Gündeme ilişkin değerlendirmede bulunan Özgür Özel, “Maalesef bu ülkede kimse, bir ayrıcalıklı zümre dışında kimse güvende değil. Tersanedeki işçi, madendeki işçi, tezgahın başındaki işçi güvende değil. Maalesef pazaryerinde katledilen çocuklar, para için ölüme terk eden, çocukları öldüren Yenidoğan çetesi, metan gazından ya da güneşin altında Mehmetçiği öldüren, Mehmetçiğin ölümüne sebebiyet veren tedbirsizlikler, iş bilmezlikler ve ormanda yanan ağaçlar, ormanda yanan canlar, ‘Ormanı kurtarayım’ derken hayatını kaybeden canlar var bu ülkede. Maalesef ormana, işçiye, çocuğa iyi gelmeyen bu kara düzen, bu kötü rejim şimdi de yine durduramadığı, her yaptığı uygulamayla daha da artmasına sebebiyet verdiği kadın cinayetlerinden birini daha bugün yaşadık. Türkiye Büyük Millet Meclisi’nde bizim de grubumuza hizmet eden bir emekçi kardeşim, Saliha Akkaş katledildi. Buradan ailesine, tüm Türkiye’ye başsağlığı dilerken şunu ifade etmek istiyorum ki kadın cinayetleri politiktir. Kadın cinayetleri tercihlerin sonucudur. İstanbul Sözleşmesi’nden çıkanlar, kadına karşı şiddetin mücadelesinin önünde set kuranlar, nafaka hakkına bile göz dikenler, kadının Cumhuriyet’le kazandığı tüm haklarına göz dikenler, kadın cinayetlerinden birinci derecede sorumludur" ifadelerini kullandı.
"Filistin’e selam olsun"
Filistin hakkında konuşan Özel, "Buradan Beşiktaş stadında TÜGVA’lı gençlere pankart açtırıp Mescid-i Aksa’ya saldırı olunca ağzını açamayanlara söylüyorum.
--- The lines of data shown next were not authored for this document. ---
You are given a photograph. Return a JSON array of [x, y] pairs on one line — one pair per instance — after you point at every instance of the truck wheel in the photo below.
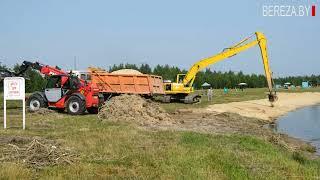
[[93, 110], [76, 106], [35, 102]]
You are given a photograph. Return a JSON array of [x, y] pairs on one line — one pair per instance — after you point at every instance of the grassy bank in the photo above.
[[119, 150]]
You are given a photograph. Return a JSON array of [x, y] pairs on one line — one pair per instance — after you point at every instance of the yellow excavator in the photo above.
[[182, 89]]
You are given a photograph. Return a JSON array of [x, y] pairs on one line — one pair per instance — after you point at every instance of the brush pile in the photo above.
[[36, 154], [133, 108]]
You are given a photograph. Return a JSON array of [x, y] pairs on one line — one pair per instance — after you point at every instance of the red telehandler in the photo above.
[[63, 91]]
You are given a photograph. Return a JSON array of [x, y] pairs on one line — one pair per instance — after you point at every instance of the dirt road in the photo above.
[[261, 108]]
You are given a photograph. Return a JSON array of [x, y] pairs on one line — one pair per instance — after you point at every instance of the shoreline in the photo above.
[[262, 109]]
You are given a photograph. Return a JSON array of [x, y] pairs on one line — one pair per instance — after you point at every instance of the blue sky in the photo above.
[[102, 33]]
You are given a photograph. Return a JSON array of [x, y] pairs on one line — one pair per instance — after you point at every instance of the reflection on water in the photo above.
[[303, 123]]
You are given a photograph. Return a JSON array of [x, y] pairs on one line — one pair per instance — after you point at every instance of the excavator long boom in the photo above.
[[231, 51]]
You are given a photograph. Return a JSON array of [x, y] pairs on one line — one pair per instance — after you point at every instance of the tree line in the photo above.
[[217, 79]]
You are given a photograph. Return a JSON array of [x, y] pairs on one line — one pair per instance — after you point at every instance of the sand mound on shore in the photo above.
[[261, 108]]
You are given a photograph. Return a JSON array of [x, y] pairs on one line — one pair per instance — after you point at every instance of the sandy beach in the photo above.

Biz durduğumuz yerdeyiz. 1970’lerde Karaoğlan Ecevit nasıl Filistin Kurtuluş Örgütü’nün yanındaysa, nasıl Yaser Arafat’ın yanındaysa, Filistin’in yanındayız. Nasıl Deniz Gezmiş ve arkadaşları Filistin davasındaysa, oradayız. Ömrü bu Filistin davasında geçmiş insanlar şimdi hayretle, dehşetle Erdoğan’ın Amerika hayranlığına, Netanyahu ile kayıkçı kavgasına, Filistin’de açlıktan ölen çocukları izlemesine yanıyorlar. Açıkça söyleyelim. Bütün maskeler düşmüştür. Biz Erdoğan’ın geçmişte Filistin’e sahip çıkan partisinin, Necmettin Erbakan’ın oğlu ile de birlikte Filistin mitingi yaptık, Saadet Partisi ile de yaptık. Bütün muhalefet partilerinin samimiyetine inanıyorum, Erdoğan’ın samimiyetsizliğini bu millete şikayet ediyorum. O Milli Görüş gömleğini çıkardı, attı. Giyenlerle derdim yok. Onlara selam olsun, Filistin’e selam olsun" dedi.
"HSK'ya yarın tarih, gün, saat, dekont vereceğiz"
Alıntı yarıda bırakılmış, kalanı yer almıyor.